To test some things I analyzed their data in PAUP. First I noticed several
characters (2, 3, 8, 11, 16, 28, 29, 30, 31, 32, 40, 43, 51) should have
been ordered, so I changed that. I also noticed 35 and 36 involved more
than one character each (size vs. position of peroneal tubercle;
mediolateral vs. dorsoventral concavity of cuboid facet), so I divided each
into two characters. This could probably be done with several others as
well, but I'm no mammalogist. Then I ran the matrix and got 9 equally
parsimonious trees.
|--Periptychidae (Mithrandir)
`--+--+--Kolpaniinae (Molinodus)
| `--Hyopsodontidae (Hyopsodus)
|--+--Mioclaenidae (Claenodon)
| `--Oxyclaenidae (Chriacus)
`--+--+--+--Artiodactylia (Diacodexis)
| | `--Mesonychidae (Dissacus)
| `--+--+--Meniscotheriidae (Ectocion)
| | `--Perissodactyla (Hyracotherium)
| `--Tethytheria
| |--+--Proboscidea (Numidotherium)
| | `--Anthracobunidae (Anthracobune)
| `--+--Sirenia (Protosiren)
| |--Phenacolophidae (Phenacolophus)
| `--Embrithopoda (Arsinoitherium)
`--+--Apheliscinae (Apheliscus)
`--+--+--Louisininae (Paschatherium)
| `--+--Louisininae (Microhyus)
| `--Hyracoidea (Microhyrax)
`--+--Apheliscinae (Haplomylus)
`--Macroscelidea
|--Chambius
`--+--Rhynchocyon
`--Myohyrax
Pretty good in many respects. I don't know much about 'condylarth'
relationships, but as Phenacolophus clades with Arsinoitherium and is stated
to be a putative embrithopod, I don't think Arsinoitherium is misplaced.
Thus I don't think it should be excluded. And indeed, excluding it and
rerunning the analysis generates a tree very much like figure 4a, except
Microhyus is resolved as closer to paenungulates than Paschatherium.
Would it be possible to get a DIFFERENT well-resolved tree by excluding one
of the other taxa (this is something that time and computer power could
check!)?
Yes it would.
Excluding Dissacus results in Molinodus, Chriacus, Claenodon and Diacodexis
being successively more closely related to the
apheliscine+hyracoid+macroscelidean clade; while Hyopsodus is the sister
taxon of 'perissodactylomorphs'+tethytheres.

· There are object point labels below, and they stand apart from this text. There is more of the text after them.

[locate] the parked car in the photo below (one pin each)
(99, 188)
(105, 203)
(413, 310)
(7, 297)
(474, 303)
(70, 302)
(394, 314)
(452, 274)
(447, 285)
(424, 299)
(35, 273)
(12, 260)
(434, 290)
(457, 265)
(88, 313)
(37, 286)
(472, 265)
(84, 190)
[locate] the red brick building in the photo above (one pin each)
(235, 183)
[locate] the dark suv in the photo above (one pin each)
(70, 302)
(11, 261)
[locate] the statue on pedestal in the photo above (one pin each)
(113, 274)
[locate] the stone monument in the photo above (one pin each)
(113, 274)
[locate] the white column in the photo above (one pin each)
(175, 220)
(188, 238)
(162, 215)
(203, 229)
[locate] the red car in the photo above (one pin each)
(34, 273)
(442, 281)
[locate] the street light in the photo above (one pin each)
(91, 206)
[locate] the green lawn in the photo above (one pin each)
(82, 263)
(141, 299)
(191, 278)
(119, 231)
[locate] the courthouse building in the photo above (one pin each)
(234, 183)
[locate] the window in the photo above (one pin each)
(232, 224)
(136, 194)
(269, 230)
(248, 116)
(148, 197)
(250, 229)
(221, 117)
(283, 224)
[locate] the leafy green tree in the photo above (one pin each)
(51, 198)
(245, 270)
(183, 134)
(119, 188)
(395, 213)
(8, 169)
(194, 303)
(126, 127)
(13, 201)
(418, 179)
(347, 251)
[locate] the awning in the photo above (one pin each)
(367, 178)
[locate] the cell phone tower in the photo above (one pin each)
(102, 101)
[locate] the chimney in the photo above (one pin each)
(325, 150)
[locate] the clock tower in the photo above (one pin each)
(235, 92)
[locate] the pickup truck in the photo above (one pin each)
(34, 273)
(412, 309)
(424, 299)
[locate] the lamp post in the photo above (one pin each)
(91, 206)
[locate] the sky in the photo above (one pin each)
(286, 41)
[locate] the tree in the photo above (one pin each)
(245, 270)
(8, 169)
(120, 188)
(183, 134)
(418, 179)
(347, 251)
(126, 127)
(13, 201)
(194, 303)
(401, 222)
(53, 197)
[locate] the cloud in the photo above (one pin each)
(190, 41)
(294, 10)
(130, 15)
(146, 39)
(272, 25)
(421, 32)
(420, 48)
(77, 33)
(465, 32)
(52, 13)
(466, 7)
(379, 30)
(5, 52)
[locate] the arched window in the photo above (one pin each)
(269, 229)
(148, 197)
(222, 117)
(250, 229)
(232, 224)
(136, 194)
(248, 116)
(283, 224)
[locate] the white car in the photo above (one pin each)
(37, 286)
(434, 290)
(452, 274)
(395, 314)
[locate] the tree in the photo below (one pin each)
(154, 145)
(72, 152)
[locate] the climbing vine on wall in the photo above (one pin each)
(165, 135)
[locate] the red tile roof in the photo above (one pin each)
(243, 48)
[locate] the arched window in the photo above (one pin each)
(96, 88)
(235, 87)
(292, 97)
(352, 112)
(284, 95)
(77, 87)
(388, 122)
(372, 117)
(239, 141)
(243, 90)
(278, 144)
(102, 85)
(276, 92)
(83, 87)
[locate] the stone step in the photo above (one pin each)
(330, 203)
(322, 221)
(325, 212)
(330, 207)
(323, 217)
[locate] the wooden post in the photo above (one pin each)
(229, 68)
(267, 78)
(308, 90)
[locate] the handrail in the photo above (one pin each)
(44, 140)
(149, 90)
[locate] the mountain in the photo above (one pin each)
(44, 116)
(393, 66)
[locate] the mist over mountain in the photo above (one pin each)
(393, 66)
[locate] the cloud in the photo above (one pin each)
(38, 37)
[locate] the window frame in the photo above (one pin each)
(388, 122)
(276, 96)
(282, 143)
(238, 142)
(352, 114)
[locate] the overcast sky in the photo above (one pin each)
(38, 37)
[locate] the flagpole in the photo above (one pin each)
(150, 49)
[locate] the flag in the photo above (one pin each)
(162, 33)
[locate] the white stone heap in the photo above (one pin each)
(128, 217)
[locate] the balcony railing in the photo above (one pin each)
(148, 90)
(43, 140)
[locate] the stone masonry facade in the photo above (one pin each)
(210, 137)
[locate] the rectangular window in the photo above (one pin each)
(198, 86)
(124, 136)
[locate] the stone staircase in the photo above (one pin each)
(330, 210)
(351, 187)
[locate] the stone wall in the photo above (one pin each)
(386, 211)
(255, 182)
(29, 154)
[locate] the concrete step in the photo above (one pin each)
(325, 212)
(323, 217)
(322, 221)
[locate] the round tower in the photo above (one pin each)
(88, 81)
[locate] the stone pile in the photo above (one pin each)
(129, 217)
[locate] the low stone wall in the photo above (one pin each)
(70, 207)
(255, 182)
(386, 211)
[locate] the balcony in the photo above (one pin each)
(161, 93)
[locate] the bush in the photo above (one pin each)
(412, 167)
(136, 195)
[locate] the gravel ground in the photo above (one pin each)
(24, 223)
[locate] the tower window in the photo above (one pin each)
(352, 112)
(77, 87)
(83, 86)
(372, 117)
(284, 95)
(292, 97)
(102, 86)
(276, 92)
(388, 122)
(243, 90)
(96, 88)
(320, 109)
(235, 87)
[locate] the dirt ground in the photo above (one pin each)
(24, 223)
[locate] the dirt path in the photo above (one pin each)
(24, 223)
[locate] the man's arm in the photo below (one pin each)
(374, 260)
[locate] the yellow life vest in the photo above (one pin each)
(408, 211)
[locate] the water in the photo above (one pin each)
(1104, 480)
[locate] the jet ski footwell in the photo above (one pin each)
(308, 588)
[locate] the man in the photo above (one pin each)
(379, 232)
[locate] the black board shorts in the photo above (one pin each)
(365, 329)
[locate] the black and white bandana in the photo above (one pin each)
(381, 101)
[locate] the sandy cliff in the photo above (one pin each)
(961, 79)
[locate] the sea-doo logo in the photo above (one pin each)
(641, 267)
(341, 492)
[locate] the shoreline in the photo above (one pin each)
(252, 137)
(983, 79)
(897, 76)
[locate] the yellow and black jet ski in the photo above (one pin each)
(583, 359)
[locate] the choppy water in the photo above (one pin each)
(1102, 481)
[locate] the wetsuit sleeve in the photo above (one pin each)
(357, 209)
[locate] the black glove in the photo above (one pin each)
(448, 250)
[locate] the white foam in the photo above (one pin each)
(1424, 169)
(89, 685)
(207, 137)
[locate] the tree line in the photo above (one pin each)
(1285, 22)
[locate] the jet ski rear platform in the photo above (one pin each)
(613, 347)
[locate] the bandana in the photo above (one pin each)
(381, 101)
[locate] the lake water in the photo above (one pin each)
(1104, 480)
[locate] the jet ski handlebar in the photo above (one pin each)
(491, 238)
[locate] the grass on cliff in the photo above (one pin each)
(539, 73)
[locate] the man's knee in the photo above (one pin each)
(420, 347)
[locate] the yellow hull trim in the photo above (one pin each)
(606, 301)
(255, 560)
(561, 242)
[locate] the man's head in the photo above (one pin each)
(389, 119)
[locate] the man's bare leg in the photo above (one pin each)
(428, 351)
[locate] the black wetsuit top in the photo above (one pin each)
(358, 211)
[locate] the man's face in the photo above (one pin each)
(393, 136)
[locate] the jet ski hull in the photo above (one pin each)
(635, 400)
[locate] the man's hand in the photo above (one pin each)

Excluding Diacodexis results in many poorly resolved trees, with only
Haplomylus+Macroscelidea and 'Perissodactylomorpha'+Tethytheria present.
Excluding Hyracotherium results in Arsinoitherium being a basal tethythere,
and Protosiren and Phenacolophus being in an unresolved trichotomy with
Anthracobune+Numidotherium.
Etc.
Enforcing a topology congruent with molecular hypotheses results in trees
only two steps longer-
|--Protungulatum
|--Periptychidae (Mithrandir)
`--+--+--Kolpaniinae (Molinodus)
| `--Hyopsodontidae (Hyopsodus)
`--+--+--Mioclaenidae (Claenodon)
| `--Oxyclaenidae (Chriacus)
`--+--Ferungulata
| |--Artiodactyla (Diacodexis)
| `--+--Mesonychidae (Dissacus)
| `--Perissodactyla (Hyracotherium)
`--Afrotheria
|--Apheliscinae (Apheliscus)
`--+--+--Apheliscinae (Haplomylus)
| `--Macroscelidea
| |--Chambius
| `--+--Rhynchocyon
| `--Myohyrax
`--+--Louisininae (Paschatherium)
`--+--Louisininae (Microhyus)
`--Paenungulata
|--Hyracoidea (Microhyrax)
`--Tethytheria
|--Proboscidea (Numidotherium)
`--+--Anthracobunidae (Anthracobune)
`--+--Sirenia (Protosiren)
|--Phenacolophidae (Phenacolophus)
`--+--Embrithopoda (Arsinoitherium)
`--Meniscotheriidae (Ectocion)
So really it's not too unlikely. Especially since tons of relevent taxa
weren't included. How about some lipotyphlans, bats, carnivorimorphs,
afrosoricans, meridungulates, etc.? Why root it on Protungulatum? Who
knows where it goes? Why not Eomaia or an asioryctithere?
Really, the entire tree's poorly supported. Bootstrapping results in 95%
support for Rhynchocyon+Myohyrax, and 68% for Macroscelidea. 71% for
Haplomylus+Macroscelidea and 66% for the clade of everything except
Protungulatum and Mithrandir. Every other node is supported by <50%.